Question

The distance of the plane $6\mathrm{x}-3\mathrm{y}+2\mathrm{z}+14=0$ from the origin is

• A. $2$
• B. $1$
• C. $14$
• D. $8$

Answer 1

The correct option is A

$2$

Explanation for the correct option:

Finding the distance of the plane from the origin:

Given, $6\mathrm{x}-3\mathrm{y}+2\mathrm{z}+14=0\dots \dots \left(1\right)$

This equation is of the format, $\mathrm{ax}+\mathrm{by}+\mathrm{cz}+\mathrm{d}=0\dots \dots \left(2\right)$

Thus, the distance of a plane $\mathrm{ax}+\mathrm{by}+\mathrm{cz}+\mathrm{d}=0$from the origin is given by $\frac{\left|\mathrm{d}\right|}{\sqrt{{\mathrm{a}}^2+{\mathrm{b}}^2+{\mathrm{c}}^2}}$.

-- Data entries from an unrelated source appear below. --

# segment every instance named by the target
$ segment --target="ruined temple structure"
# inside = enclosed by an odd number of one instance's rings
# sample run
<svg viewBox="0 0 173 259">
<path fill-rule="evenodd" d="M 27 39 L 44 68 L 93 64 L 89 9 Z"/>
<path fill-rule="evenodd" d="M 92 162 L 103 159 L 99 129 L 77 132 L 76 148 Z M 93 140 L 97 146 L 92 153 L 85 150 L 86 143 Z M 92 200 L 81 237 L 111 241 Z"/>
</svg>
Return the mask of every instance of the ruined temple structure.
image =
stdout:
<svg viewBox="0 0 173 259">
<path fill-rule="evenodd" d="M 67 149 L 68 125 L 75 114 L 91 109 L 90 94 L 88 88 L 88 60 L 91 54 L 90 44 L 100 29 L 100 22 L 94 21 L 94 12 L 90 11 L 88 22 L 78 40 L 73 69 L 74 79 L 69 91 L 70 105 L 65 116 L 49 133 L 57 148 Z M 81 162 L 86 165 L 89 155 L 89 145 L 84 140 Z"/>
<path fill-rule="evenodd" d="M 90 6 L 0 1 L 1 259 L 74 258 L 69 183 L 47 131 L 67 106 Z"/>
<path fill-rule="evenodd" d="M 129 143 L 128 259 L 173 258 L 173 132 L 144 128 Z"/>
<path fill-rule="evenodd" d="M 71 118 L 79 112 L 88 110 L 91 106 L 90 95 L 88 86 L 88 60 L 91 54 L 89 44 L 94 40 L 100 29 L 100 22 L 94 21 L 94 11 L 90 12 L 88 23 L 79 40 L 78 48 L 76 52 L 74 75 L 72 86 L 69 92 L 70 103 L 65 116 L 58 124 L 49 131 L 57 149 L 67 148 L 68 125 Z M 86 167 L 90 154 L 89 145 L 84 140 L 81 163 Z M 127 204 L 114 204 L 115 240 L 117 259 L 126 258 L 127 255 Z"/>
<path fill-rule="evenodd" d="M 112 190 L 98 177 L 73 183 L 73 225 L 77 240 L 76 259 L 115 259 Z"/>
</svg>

Comparing the equation $\left(1\right)\text{and}\left(2\right)$ we get the values as

$\mathrm{a}=6,\mathrm{b}=-3,\mathrm{c}=2,\mathrm{d}=14$

Substituting the values we get,

$\text{Distance}=\frac{\left|14\right|}{\sqrt{36+9+4}}$

$=\frac{14}{\sqrt{49}}$

$=\frac{14}{7}$

$=\mathrm{2}$

Hence, option (A) is the correct answer.